We’re rounding into the home stretch as coming in at number 10 is A Garfield Christmas. It seems odd to use a running analogy when describing Garfield as one wouldn’t choose him to handle the last leg of a relay race. Garfield is essentially a typical cat personified. His gluttonous, slothful, behavior is really only barely exaggerated beyond that of a normal house cat. He’s sarcastic, possessing a dry wit, though he also does have a little prankster in him where Odie, the dog, is concerned. His owner, John, apparently knows his cat’s thoughts as the two pretty much are able to communicate with one another even though Garfield, being a cat and all, can’t actually speak.

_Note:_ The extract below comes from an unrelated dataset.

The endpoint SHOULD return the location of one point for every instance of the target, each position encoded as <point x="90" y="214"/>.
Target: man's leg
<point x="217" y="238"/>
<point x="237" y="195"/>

In the 80’s, Garfield made the move from the comic strip to television in the form of multiple specials, most being well received and even Emmy award winning. The success of these specials is likely what led to the creation of the cartoon series Garfield & Friends. In A Garfield Christmas, John packs up the car and takes his pets to his family’s farm for Christmas. Garfield would much prefer to hang back at the house with his nice, warm, bed and has little use for Christmas cheer (though he’s down with the food and presents). He’s able to find a kindred spirit in Grandma when they arrive at the farm, who also seems to detest the mushy aspect of Christmas. The rest of John’s family is just as enthusiastic about Christmas as he is, with both John and his brother Doc Boy essentially reverting to a child-like state of being for the holidays.
It’s the Grandma character that steals the show. Her vibrant personality is offset by a quiet sadness as she reveals to Garfield that Christmas is the time of year that makes her miss her late husband the most. It’s a simple plot device but one that’s extremely relatable for most people (and if not, it will be someday) which is what makes it so effective. Garfield is able to do a nice thing for Grandma, which is what brings about the feels in this Christmas special. Garfield isn’t really associated with warm-heartedness, but it works here. The special isn’t just one big love-fest either as it’s still pretty funny and quite entertaining.

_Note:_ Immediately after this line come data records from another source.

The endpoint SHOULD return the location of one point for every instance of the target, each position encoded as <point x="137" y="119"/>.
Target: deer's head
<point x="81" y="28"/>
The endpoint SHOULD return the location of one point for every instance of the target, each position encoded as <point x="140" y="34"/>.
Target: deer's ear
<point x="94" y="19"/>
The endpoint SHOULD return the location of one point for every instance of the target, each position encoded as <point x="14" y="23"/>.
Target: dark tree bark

The special is over 25 years old and is starting to show its age. The Garfield strip had its own look and personality which translated well to animation and is something age will never take away. It may be old, but it’s still nice enough to look at. The audio, both the voice cast and music, are well done and one of the special’s strengths. Being that the special is old and the Garfield character isn’t as popular as he used to be, it’s not often shown any longer on television, which is a real shame. It is available on DVD as part of a Garfield holiday collection that I fully recommend as both the Halloween and Thanksgiving specials are pretty good. It’s also probably really cheap and the best way to make sure A Garfield Christmas is a part of your holiday this year.